Weekly excess rentals
Secondly, we look at the weekly average rentals. Again we calculate the expected rentals per week using the average per month from 2016-2019. However, this time we calculate the percentage difference between the actual weekly rentals and what was expected instead of the total rentals.
In addition, we shade the graph background to signal the different quarters of a year using the geom_rect() function. As before we again use the geom_ribbon() to shade the area red or green depending if the given week exceeded or fell short of the expected bike rentals. To facilitate readability, we also add the colored dashed at the x-axis to indicate whether a specific week had excess or shortage of demand using the geom_rug() function.

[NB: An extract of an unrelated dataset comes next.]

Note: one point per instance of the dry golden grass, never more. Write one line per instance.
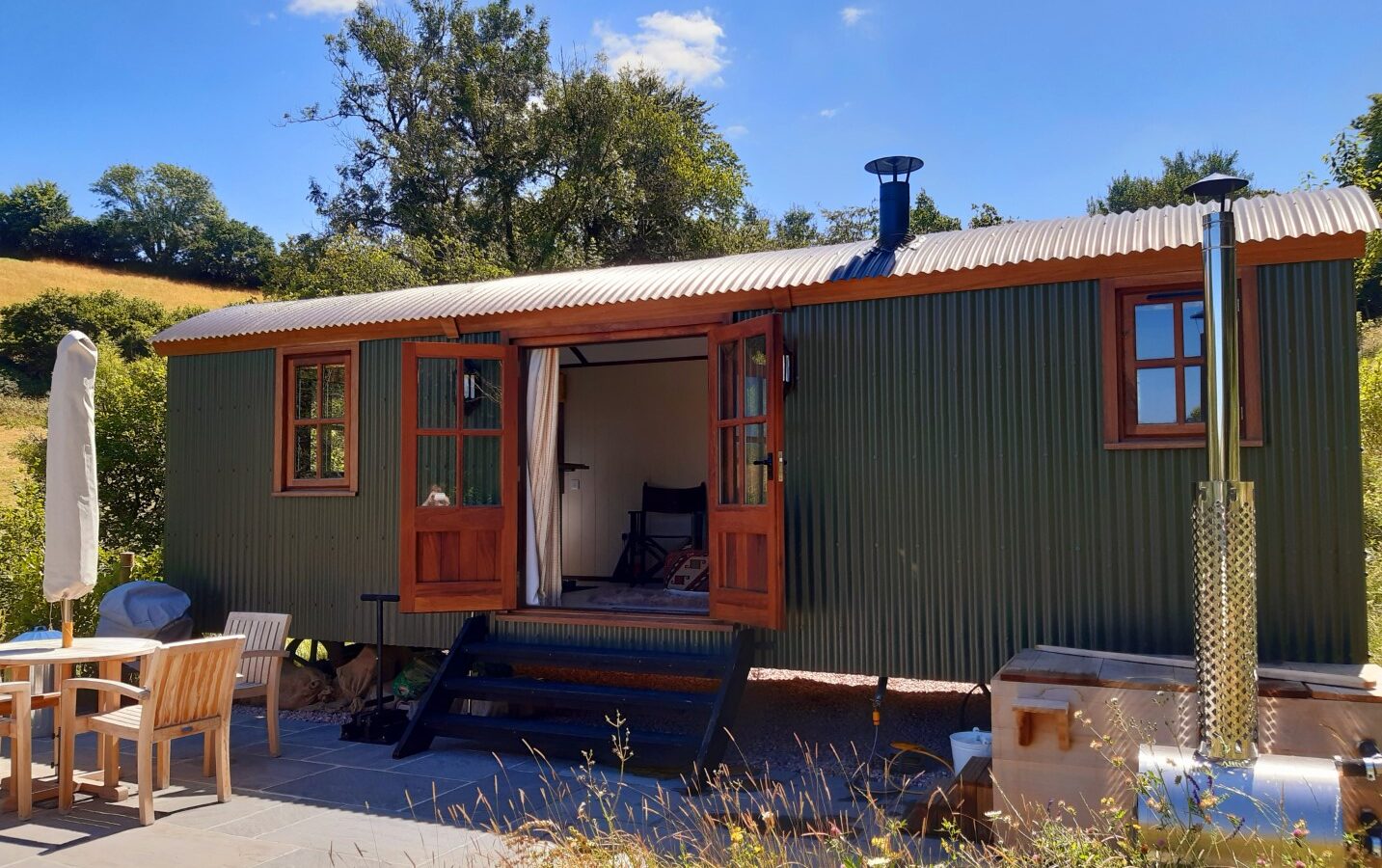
(21, 280)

# Calculate weekly bike change average
weekly_expected_rentals <- bike %>%
filter(year %in% c(2016,2017,2018,2019)) %>%
group_by(week) %>%
summarize(expected_rentals=mean(bikes_hired))

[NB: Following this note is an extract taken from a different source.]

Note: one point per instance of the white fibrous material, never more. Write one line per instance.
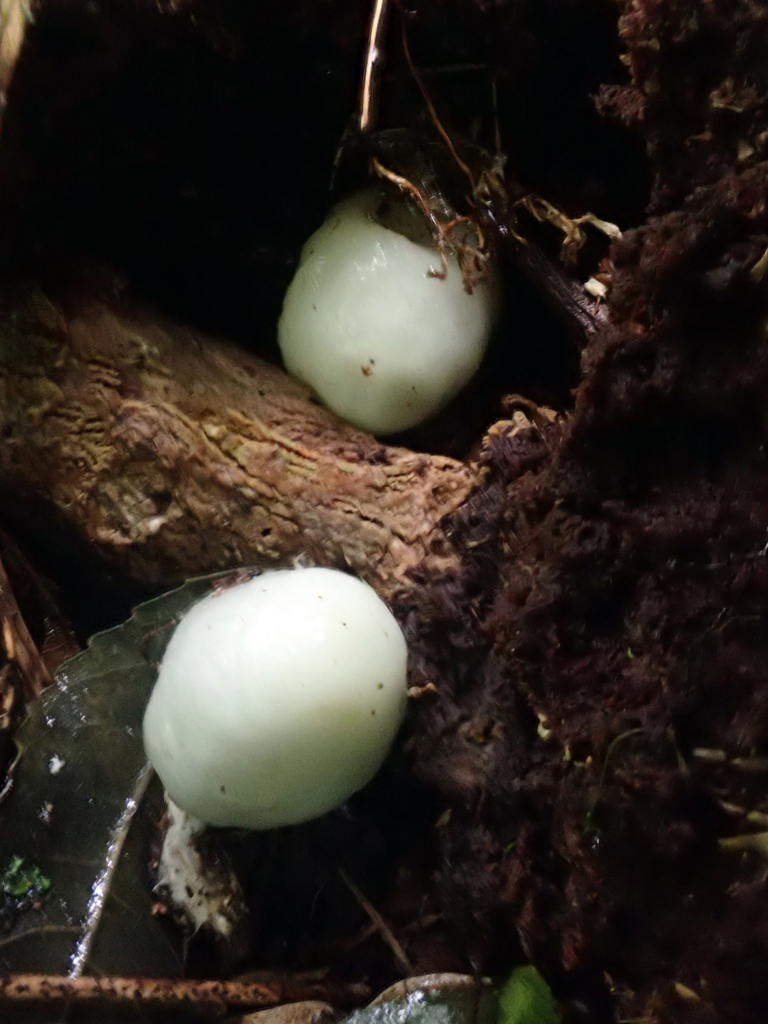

# Calculate actual weekly bike change average
weekly_actual_rentals <- bike %>%
filter(year %in% c(2016,2017,2018,2019,2020,2021)) %>%
group_by(year, week) %>%
summarize(actual_rentals=mean(bikes_hired))
## `summarise()` has grouped output by 'year'. You can override using the `.groups` argument.

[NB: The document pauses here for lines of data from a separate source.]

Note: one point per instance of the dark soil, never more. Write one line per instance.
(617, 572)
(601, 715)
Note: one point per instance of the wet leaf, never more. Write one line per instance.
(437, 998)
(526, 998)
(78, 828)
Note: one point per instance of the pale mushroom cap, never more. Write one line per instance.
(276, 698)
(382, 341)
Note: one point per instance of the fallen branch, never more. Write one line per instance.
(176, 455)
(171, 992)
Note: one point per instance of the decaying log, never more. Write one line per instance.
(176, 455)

df1 <- inner_join(weekly_expected_rentals, weekly_actual_rentals) %>%
mutate(change = 100 * (actual_rentals - expected_rentals) / expected_rentals,
up = case_when(change > 0
~ change,
change <= 0
~ 0),
down = case_when(change > 0
~ 0,
change <= 0
~ change),
type = case_when(down == 0 ~ "up",
up == 0 ~ "down"))
## Joining, by = "week"
# Create the graph
ggplot(df1[1:292,], aes(week, change, group=1)) +
#Create gray background
geom_rect(aes(xmin=13,xmax=26),
ymin=-Inf,ymax=Inf, fill="#E5E7E9", alpha=0.035) +
geom_rect(aes(xmin=39,xmax=53),
ymin=-Inf,ymax=Inf, fill="#E5E7E9", alpha=0.035) +
geom_line() +
#Create filling between graph
geom_ribbon(aes(ymin=0,ymax=up),fill="#7DCD85",alpha=0.4) +
geom_ribbon(aes(ymin=0,ymax=down),fill="#CB454A",alpha=0.4) +
#Create tickmarks at the side and set their color
geom_rug(aes(color=type), sides = "b",
length = unit(0.04, "npc"), show.legend = FALSE) +
scale_color_manual(values = c("#CB454A", "#7DCD85"))+
#Facet, change theme and set scale
facet_wrap(~year) +
theme_minimal() +
scale_y_continuous(labels = c("-50%","0%","50%","100%")) +
scale_x_continuous(breaks = c(13,26,39,53),
labels = c("13","26","39","53")) +
#Label graph
labs(
title = "Weekly changes in TfL bike rentals",
subtitle = "%change from weekly averages
calculated between 2016-2019",
caption = "Source: TfL, London Data Store",
x = "week",
y = "") +
NULL

Observations
This graph makes it easy to see how much bike rentals fluctuate from the expected weekly over time. Especially year 2020 appears to deviate quite a lot from the average. In a few weeks, the bike rentals fell very short of what was expected. This time period from approximately calendar week 10 to 20 corresponds to the first lock down period of the Covid-19 pandemic. Given that most people stayed at home, it makes sense that people were reluctant to rent bikes. Then over the summer, as regulations loosened, many people were interested in spending time outside and a bike ride of course would be considered safer than taking the bus or the tube when looking at the risk of potential infections, so actual rentals actually exceeded expected rentals.